Alphabet's Waymo makes self-driving cars cheaper to build

While hi-tech cars of the future were unsurprisingly present at CES 2017 last week, Waymo, formerly Google's self-driving car project and now an independent Alphabet subsidiary, was ominously absent. But that was because it was reserving its big splash at the North American International Auto Show in Detroit, where it made some impressive claims about the state of its customized, autonomous Fiat Chrysler minivans. And, in the same breath, in no small part to now more affordable components, Waymo CEO John Krafcik laid out the company's ambitious plans to bring self-driving cars to the masses this year.

Part of what has made it difficult and slow to make and test such self-driving cars is the prohibitive cost of essential parts. In particular, the LIDAR or Light Detection and Ranging, the sensors responsible for letting the car "see" everything around it, would cost $75,000. Krafcik now proudly boasts that they were able to bring that down by more than 90%, around less than $7,500. And the cheaper these cars are to make, the cheaper they will be to sell in the long run.

Cheaper isn't the only thing Waymo is boasting about in Detroit.

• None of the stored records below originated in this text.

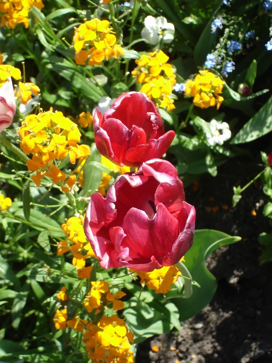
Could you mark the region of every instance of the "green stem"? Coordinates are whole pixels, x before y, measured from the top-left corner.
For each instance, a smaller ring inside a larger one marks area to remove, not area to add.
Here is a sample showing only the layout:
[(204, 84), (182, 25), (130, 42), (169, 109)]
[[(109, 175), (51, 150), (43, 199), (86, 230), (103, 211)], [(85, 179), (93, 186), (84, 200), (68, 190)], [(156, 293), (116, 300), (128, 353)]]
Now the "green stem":
[(185, 119), (185, 121), (184, 122), (182, 123), (180, 125), (180, 126), (179, 128), (179, 130), (180, 130), (181, 129), (183, 129), (185, 127), (186, 125), (187, 124), (188, 122), (189, 121), (190, 117), (192, 114), (192, 110), (193, 109), (193, 106), (194, 106), (193, 103), (192, 103), (191, 104), (191, 105), (190, 106), (190, 108), (189, 109), (188, 111), (188, 113), (187, 114), (187, 116), (186, 117), (186, 118)]
[(175, 266), (181, 272), (182, 275), (189, 279), (184, 279), (184, 291), (182, 293), (182, 297), (186, 299), (189, 299), (192, 294), (192, 279), (191, 274), (188, 269), (182, 262), (179, 261)]
[(249, 183), (247, 183), (246, 185), (245, 185), (244, 188), (242, 188), (240, 191), (240, 194), (241, 193), (243, 193), (244, 191), (245, 190), (245, 189), (246, 189), (246, 188), (248, 188), (249, 185), (251, 185), (252, 183), (254, 183), (255, 180), (257, 180), (257, 179), (258, 179), (261, 176), (261, 175), (265, 172), (268, 168), (270, 168), (270, 167), (267, 167), (265, 169), (264, 169), (264, 170), (263, 170), (262, 171), (261, 171), (260, 173), (256, 175), (254, 179), (252, 179), (252, 180), (250, 180)]
[(14, 154), (16, 154), (17, 156), (19, 156), (21, 160), (24, 163), (27, 163), (29, 160), (28, 157), (22, 150), (15, 145), (13, 145), (13, 143), (5, 138), (4, 138), (3, 136), (2, 136), (1, 135), (0, 135), (0, 142), (1, 142), (9, 150), (14, 152)]

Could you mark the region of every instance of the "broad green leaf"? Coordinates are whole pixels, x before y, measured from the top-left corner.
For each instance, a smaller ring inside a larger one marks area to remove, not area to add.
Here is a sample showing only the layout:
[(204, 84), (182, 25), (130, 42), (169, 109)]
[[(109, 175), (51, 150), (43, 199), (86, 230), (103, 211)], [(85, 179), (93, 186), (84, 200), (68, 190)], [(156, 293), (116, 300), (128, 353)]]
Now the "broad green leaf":
[(257, 75), (257, 61), (253, 59), (245, 76), (245, 82), (248, 84), (251, 89), (253, 87), (255, 79)]
[(160, 108), (159, 109), (159, 113), (161, 115), (162, 118), (168, 122), (170, 125), (173, 125), (173, 121), (171, 115), (170, 115), (165, 110)]
[(99, 187), (102, 177), (102, 172), (100, 168), (92, 165), (91, 163), (94, 161), (98, 163), (101, 161), (101, 154), (96, 148), (95, 143), (91, 146), (91, 155), (88, 157), (83, 168), (84, 188), (80, 193), (80, 196), (90, 195), (91, 192), (94, 193)]
[(49, 233), (47, 230), (43, 230), (38, 236), (37, 242), (41, 247), (45, 250), (46, 252), (51, 252), (51, 246), (50, 244)]
[(204, 30), (203, 31), (198, 41), (194, 48), (193, 59), (197, 65), (202, 66), (206, 60), (207, 55), (210, 53), (218, 38), (218, 34), (212, 33), (211, 26), (215, 17), (221, 7), (223, 0), (220, 1), (220, 6), (216, 9), (213, 16), (210, 19)]
[(231, 237), (213, 229), (195, 231), (193, 245), (185, 254), (184, 264), (200, 287), (193, 285), (192, 295), (189, 299), (173, 300), (180, 312), (181, 320), (186, 320), (199, 312), (210, 303), (215, 294), (216, 279), (206, 267), (205, 259), (219, 247), (240, 240), (240, 237)]
[(217, 175), (217, 168), (215, 163), (215, 159), (210, 151), (208, 151), (205, 159), (208, 171), (213, 176)]
[(11, 325), (15, 329), (18, 329), (21, 319), (23, 309), (27, 303), (27, 295), (29, 292), (29, 285), (26, 283), (20, 290), (18, 295), (13, 300), (11, 307), (11, 317), (12, 323)]
[(102, 90), (94, 84), (88, 81), (75, 64), (55, 56), (49, 57), (49, 59), (52, 63), (48, 64), (47, 68), (71, 82), (75, 88), (80, 91), (84, 98), (98, 102), (104, 95)]
[(45, 23), (49, 20), (52, 20), (52, 19), (54, 19), (54, 18), (56, 18), (57, 16), (61, 16), (65, 14), (68, 14), (69, 13), (76, 12), (77, 12), (76, 9), (71, 7), (65, 9), (58, 9), (58, 10), (53, 11), (46, 17), (45, 20)]
[(16, 289), (20, 287), (20, 282), (7, 261), (0, 256), (0, 278), (10, 281)]
[(123, 48), (123, 50), (125, 53), (124, 58), (126, 59), (138, 59), (140, 57), (140, 55), (136, 51), (126, 48)]
[(231, 141), (244, 143), (255, 140), (272, 131), (272, 96), (253, 117), (244, 126)]
[(178, 312), (173, 308), (172, 305), (163, 305), (156, 300), (146, 303), (141, 299), (136, 306), (136, 297), (132, 298), (130, 300), (131, 306), (124, 310), (124, 316), (135, 335), (136, 343), (156, 334), (168, 333), (174, 326), (179, 328)]
[(27, 181), (23, 188), (23, 209), (26, 219), (29, 220), (30, 217), (30, 192), (29, 182)]

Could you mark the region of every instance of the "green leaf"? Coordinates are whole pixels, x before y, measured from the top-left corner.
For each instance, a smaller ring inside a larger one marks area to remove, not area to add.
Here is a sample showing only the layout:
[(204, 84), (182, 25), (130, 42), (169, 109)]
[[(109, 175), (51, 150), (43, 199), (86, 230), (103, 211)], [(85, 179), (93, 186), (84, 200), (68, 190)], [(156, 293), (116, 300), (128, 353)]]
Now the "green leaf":
[(245, 124), (231, 141), (244, 143), (255, 140), (272, 131), (272, 96), (264, 106)]
[(23, 209), (26, 219), (29, 220), (30, 217), (30, 192), (29, 181), (28, 180), (23, 188)]
[(123, 93), (129, 91), (128, 86), (123, 82), (114, 83), (110, 87), (110, 95), (112, 98), (117, 98)]
[(23, 309), (27, 303), (27, 295), (29, 292), (29, 285), (25, 283), (23, 286), (19, 294), (13, 300), (13, 303), (11, 307), (11, 317), (12, 323), (11, 325), (15, 329), (18, 329), (21, 319)]
[(218, 35), (212, 33), (211, 26), (216, 17), (218, 11), (220, 9), (223, 1), (220, 1), (220, 6), (216, 9), (213, 16), (210, 19), (195, 47), (193, 52), (193, 59), (197, 65), (202, 65), (206, 60), (207, 55), (210, 53), (215, 45)]
[(101, 154), (99, 153), (95, 144), (91, 147), (91, 155), (84, 165), (84, 188), (80, 193), (81, 196), (90, 195), (90, 190), (94, 193), (99, 188), (102, 177), (102, 172), (96, 166), (92, 165), (92, 162), (101, 161)]
[(247, 70), (245, 76), (245, 82), (248, 84), (249, 87), (252, 89), (253, 87), (255, 79), (257, 75), (257, 61), (253, 59), (249, 68)]
[(45, 18), (44, 22), (46, 23), (46, 22), (48, 22), (49, 20), (52, 20), (52, 19), (54, 19), (54, 18), (56, 18), (57, 16), (61, 16), (62, 15), (64, 15), (65, 14), (68, 14), (69, 13), (77, 13), (77, 10), (73, 8), (66, 8), (65, 9), (58, 9), (57, 10), (55, 10), (54, 11), (53, 11), (51, 14), (50, 14), (49, 15), (48, 15)]
[(173, 125), (174, 122), (171, 115), (163, 109), (160, 108), (158, 110), (159, 113), (161, 115), (162, 118), (164, 121), (166, 121), (166, 122), (168, 122), (170, 125)]
[(33, 292), (36, 295), (36, 298), (39, 300), (44, 300), (46, 297), (45, 293), (40, 284), (36, 280), (33, 279), (30, 279), (30, 282)]
[(173, 327), (180, 329), (178, 311), (172, 303), (163, 305), (154, 299), (148, 303), (140, 301), (136, 306), (136, 297), (132, 298), (131, 306), (124, 310), (127, 323), (135, 335), (135, 342), (168, 333)]
[(210, 151), (208, 152), (205, 159), (207, 165), (208, 171), (213, 176), (217, 175), (217, 168), (215, 163), (215, 159)]
[(7, 261), (0, 256), (0, 278), (10, 281), (16, 289), (20, 287), (20, 282)]
[(185, 254), (184, 264), (200, 288), (193, 285), (192, 295), (189, 299), (173, 299), (173, 302), (180, 312), (181, 320), (186, 320), (199, 312), (210, 303), (215, 294), (216, 279), (206, 267), (206, 258), (218, 247), (240, 240), (239, 237), (231, 237), (213, 229), (195, 231), (193, 245)]
[[(272, 214), (272, 203), (271, 202), (269, 202), (265, 205), (263, 214), (265, 217), (270, 217)], [(272, 217), (272, 216), (271, 217)]]
[(46, 252), (51, 253), (51, 246), (50, 244), (49, 232), (48, 231), (43, 230), (41, 232), (38, 236), (37, 242)]

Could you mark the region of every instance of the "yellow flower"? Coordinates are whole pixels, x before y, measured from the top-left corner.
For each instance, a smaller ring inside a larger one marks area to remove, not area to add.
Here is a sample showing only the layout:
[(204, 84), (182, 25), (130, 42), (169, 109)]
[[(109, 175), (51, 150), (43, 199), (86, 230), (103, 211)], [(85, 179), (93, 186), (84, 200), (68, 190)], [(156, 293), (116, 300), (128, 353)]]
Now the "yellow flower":
[(21, 98), (23, 105), (26, 105), (31, 99), (32, 92), (35, 96), (40, 92), (40, 88), (33, 83), (19, 82), (19, 89), (16, 96)]
[(89, 111), (87, 111), (87, 112), (82, 112), (79, 115), (79, 124), (84, 129), (86, 127), (90, 127), (93, 120), (93, 117)]
[(56, 329), (65, 330), (67, 326), (67, 309), (57, 310), (53, 318)]
[(4, 211), (11, 205), (10, 198), (5, 198), (3, 194), (0, 194), (0, 210)]
[(137, 77), (137, 83), (142, 84), (140, 92), (145, 93), (157, 108), (166, 108), (167, 112), (175, 108), (170, 95), (176, 84), (176, 75), (172, 66), (167, 63), (168, 60), (162, 51), (156, 50), (136, 60), (138, 66), (132, 72)]

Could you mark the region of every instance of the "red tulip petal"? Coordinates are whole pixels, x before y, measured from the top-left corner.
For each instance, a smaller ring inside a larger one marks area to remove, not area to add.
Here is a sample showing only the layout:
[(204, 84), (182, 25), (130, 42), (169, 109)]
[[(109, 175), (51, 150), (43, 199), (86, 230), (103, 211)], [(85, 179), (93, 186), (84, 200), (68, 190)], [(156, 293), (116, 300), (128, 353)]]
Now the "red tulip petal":
[(133, 125), (132, 130), (130, 131), (130, 137), (129, 141), (128, 149), (136, 147), (138, 145), (145, 145), (146, 137), (145, 133), (142, 129)]
[(129, 131), (119, 120), (108, 118), (103, 123), (103, 129), (109, 140), (114, 158), (122, 164), (123, 156), (127, 149)]
[(84, 222), (86, 237), (99, 258), (100, 265), (105, 268), (121, 266), (117, 261), (117, 254), (109, 229), (106, 228), (116, 218), (115, 200), (114, 186), (109, 188), (106, 199), (100, 193), (92, 194)]
[(158, 186), (155, 195), (155, 204), (158, 205), (162, 203), (176, 218), (183, 208), (185, 199), (183, 184), (177, 178), (172, 178), (171, 182), (161, 183)]
[(181, 257), (189, 250), (193, 241), (195, 210), (186, 202), (183, 202), (188, 218), (184, 230), (180, 234), (173, 245), (172, 251), (163, 258), (163, 266), (172, 266), (180, 261)]

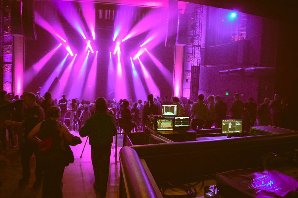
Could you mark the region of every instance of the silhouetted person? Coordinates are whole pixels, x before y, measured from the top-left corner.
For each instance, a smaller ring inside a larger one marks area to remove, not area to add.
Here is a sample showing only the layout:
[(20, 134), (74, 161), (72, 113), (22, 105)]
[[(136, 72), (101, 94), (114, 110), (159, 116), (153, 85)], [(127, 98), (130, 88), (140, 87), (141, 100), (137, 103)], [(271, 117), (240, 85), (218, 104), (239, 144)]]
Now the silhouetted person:
[(142, 121), (143, 125), (145, 125), (147, 122), (148, 116), (151, 115), (156, 115), (158, 111), (158, 107), (153, 102), (153, 95), (149, 94), (147, 96), (147, 99), (148, 102), (144, 106), (143, 115), (142, 115)]
[(80, 131), (80, 135), (83, 137), (89, 136), (95, 178), (93, 187), (99, 192), (100, 198), (103, 198), (107, 194), (113, 136), (117, 135), (117, 128), (115, 118), (107, 113), (108, 107), (105, 99), (98, 98), (95, 105), (95, 113), (86, 121)]
[(167, 99), (168, 97), (167, 95), (164, 96), (164, 100), (162, 103), (163, 105), (169, 105), (171, 104), (171, 101)]
[(191, 107), (191, 104), (190, 101), (188, 100), (187, 103), (185, 104), (184, 107), (184, 115), (185, 116), (190, 116), (190, 108)]
[(205, 120), (203, 129), (210, 129), (215, 121), (215, 101), (213, 96), (209, 96), (207, 98), (208, 116)]
[(59, 107), (52, 106), (47, 110), (49, 119), (36, 125), (28, 135), (28, 139), (37, 145), (40, 142), (36, 136), (41, 140), (52, 138), (50, 150), (46, 153), (39, 153), (44, 172), (42, 197), (61, 198), (62, 178), (65, 166), (69, 164), (66, 160), (65, 145), (72, 144), (72, 138), (66, 126), (57, 121), (60, 118)]
[(204, 104), (204, 95), (200, 94), (198, 96), (198, 101), (193, 104), (190, 108), (192, 118), (190, 123), (193, 130), (202, 129), (205, 120), (208, 116), (208, 107)]
[(179, 99), (175, 96), (173, 98), (173, 105), (177, 106), (177, 116), (182, 116), (184, 114), (184, 108), (179, 103)]
[(281, 107), (278, 112), (278, 125), (279, 127), (287, 129), (291, 129), (292, 119), (291, 110), (290, 108), (286, 99), (281, 101)]
[(278, 126), (278, 113), (281, 107), (281, 100), (280, 99), (278, 94), (277, 94), (274, 95), (274, 99), (270, 102), (268, 107), (271, 113), (272, 125)]
[(231, 118), (232, 119), (241, 119), (243, 110), (244, 110), (244, 103), (239, 99), (239, 94), (235, 94), (234, 95), (235, 100), (232, 103), (231, 111)]
[(123, 108), (121, 110), (122, 128), (124, 133), (130, 133), (132, 129), (131, 115), (130, 110), (128, 109), (129, 102), (127, 100), (123, 101)]
[(219, 96), (215, 96), (215, 128), (221, 129), (222, 127), (222, 120), (226, 118), (226, 111), (228, 105), (221, 99)]
[(60, 107), (61, 110), (61, 115), (60, 116), (60, 122), (62, 124), (64, 124), (64, 121), (65, 120), (65, 115), (67, 112), (67, 103), (68, 101), (66, 98), (66, 95), (63, 94), (62, 95), (62, 98), (61, 98), (58, 102), (58, 105)]
[(36, 160), (35, 172), (36, 179), (33, 186), (37, 187), (42, 181), (43, 170), (39, 159), (38, 147), (29, 140), (28, 136), (31, 130), (44, 120), (44, 112), (42, 108), (36, 104), (36, 96), (33, 93), (27, 92), (24, 94), (24, 102), (27, 107), (24, 112), (24, 121), (20, 122), (7, 120), (4, 124), (6, 126), (22, 127), (24, 129), (24, 141), (21, 150), (23, 177), (19, 181), (19, 185), (21, 186), (29, 180), (31, 174), (30, 158), (34, 153)]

The company is confident that, over all, its self-driving technology has quadrupled its performance compared to just last year. It is a product of improvements in software that guided improvements, and cost savings, in hardware, which, in turn, paved the way for advancements in software again. Waymo is so confident about the capabilities of its modded Pacifica minivans that it predicts it will be able to pass the 3 million mile mark of tests by May. It currently already has 2.5 million miles on record.

But even more ambitious is Waymo's outlook that, by the end of the year, its self-driving technology could already be in the public's hands. Or at least in commercial services, particularly ride hailing. Of course, it's a generous outlook as it still has to actually start public road tests, which aren't scheduled until the end of this month.

Other car makers, however, are more cautious than Waymo, both in the scope of the self-driving technology but even more on the timeline. It's going to take a while, they say, for that fantasy no-hands, relaxing drive to come true. Technology just isn't there yet, though it's definitely much improved.